Cry, the Beloved Continent
Don't let AIDS steal African children's future.
Philip Yancey | posted 3/01/2004 12:00AM
I visited a Christian care facility in Johannesburg for those in the advanced stages of AIDS, and I saw children with matchstick arms and vacant eyes who lie in beds all day awaiting the next seizure. Volunteer "mothers" visit to hold and rock them. New advances in treatment offer hope for some children, but meanwhile many are dying. One nearby community used to average two funerals per week; it now has 75. A Christian center in Cape Town that teaches young people printing skills used to specialize in wedding invitations; it now supports itself by selling funeral programs.

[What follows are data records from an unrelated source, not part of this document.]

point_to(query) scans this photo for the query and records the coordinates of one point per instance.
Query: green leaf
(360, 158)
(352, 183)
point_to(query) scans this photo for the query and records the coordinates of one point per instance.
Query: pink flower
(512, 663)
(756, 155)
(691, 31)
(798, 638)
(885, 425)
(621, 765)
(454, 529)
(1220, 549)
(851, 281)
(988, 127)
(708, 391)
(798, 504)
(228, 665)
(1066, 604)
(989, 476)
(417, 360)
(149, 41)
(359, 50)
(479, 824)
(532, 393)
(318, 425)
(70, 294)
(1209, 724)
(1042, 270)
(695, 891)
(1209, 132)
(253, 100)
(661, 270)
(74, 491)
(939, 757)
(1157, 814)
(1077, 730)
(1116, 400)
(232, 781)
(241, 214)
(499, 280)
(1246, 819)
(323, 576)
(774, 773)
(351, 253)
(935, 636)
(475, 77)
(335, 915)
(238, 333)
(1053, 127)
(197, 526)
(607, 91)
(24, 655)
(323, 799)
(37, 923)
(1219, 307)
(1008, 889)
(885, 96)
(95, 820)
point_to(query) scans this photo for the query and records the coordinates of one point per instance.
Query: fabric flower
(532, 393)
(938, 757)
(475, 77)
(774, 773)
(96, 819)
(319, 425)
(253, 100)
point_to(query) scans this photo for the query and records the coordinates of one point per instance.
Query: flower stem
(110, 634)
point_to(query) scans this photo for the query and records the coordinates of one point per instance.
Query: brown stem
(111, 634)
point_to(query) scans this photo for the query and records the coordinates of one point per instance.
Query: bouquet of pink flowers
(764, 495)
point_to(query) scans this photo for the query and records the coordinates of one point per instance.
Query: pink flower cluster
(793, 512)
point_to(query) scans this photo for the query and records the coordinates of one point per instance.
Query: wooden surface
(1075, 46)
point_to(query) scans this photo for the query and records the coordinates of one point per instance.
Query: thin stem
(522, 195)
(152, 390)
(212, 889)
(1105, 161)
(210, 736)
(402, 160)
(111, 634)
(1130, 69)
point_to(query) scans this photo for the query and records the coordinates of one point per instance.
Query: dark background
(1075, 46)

But who wants to hear about AIDS in Africa? Relief agencies such as World Vision and World Concern face that question while trying to raise funds to fight this world health catastrophe. Americans, overwhelmed by the magnitude of problems in Africa, wonder if anything can help. Though they may not say so directly, many American Christians also can't help thinking, "They deserve it." After all, doesn't AIDS in Africa spread mainly through sexual promiscuity?
Indeed, the visitor to Africa finds a different sexual landscape. In some countries, adolescent boys celebrate their rite of passage into adulthood with a public circumcision ceremony and afterward may mark their adult status with sexual exploits. The continent has a long history of polygamy, and in places like South Africa, the practice of separating male workers from their families further broke down marital ties.
No one is exempt: in confidential surveys by World Vision, 72 percent of South African pastors admit to extramarital affairs, with an average of three to four partners each. Muslims proudly point out that in Africa, the great frontier between Islam and Christianity, Islam is gaining momentum, in large part because the Christians in sub-Saharan Africa are dying at a faster rate, whereas strict Shari'ah law keeps down promiscuity, and hence the HIV rate, in Muslim areas.
Yet a finger-wagging approach does little to help the problem. Bruce Wilkinson stirred up a hornets' nest when he lectured African church leaders about the sinful aspects of the AIDS epidemic. In Uganda, some evangelical churches require HIV testing and will not marry a couple unless both test negative for the virus—thus driving young couples away from the church.
Nor does denial help. In South Africa, which has the world's largest number of people living with HIV/AIDS, President Thabo Mbeki has openly questioned the link between AIDS and HIV. Recently he declared that he personally knew of no one who had died of AIDS. That may be technically true (AIDS lowers the body's resistance to other diseases that do the killing), but his attitude has set back the work of AIDS educators who are trying to alert Africans to the urgency of the crisis.
By any measure, AIDS workers face a Herculean task. In parts of Africa, life expectancy has sunk from 65 to 37, a level not seen since the 19th century. Researchers predict that in some countries half the people under 15 will die within ten years. Imagine a teacher walking into a classroom and looking at the eager young faces, knowing that half will soon be dead.
World Vision workers in southern Africa told me that self-stigma, which keeps infected people from getting tested or seeking treatment, is their biggest obstacle. When Botswana (with a 38 percent HIV infection rate, the world's highest) offered free medication for those with AIDS, only 1 percent of the population responded, due to the stigma.
An HIV-infected worker who got the virus through a blood transfusion told me, "To those who lack compassion for Africans because 'they deserve it,' I remind them that half the infections come about when a promiscuous partner infects someone 'innocent' and unsuspecting." All too often, HIV gets passed on to a newly conceived child as well, or else a child becomes one of the millions of AIDS orphans who are now growing up in Africa.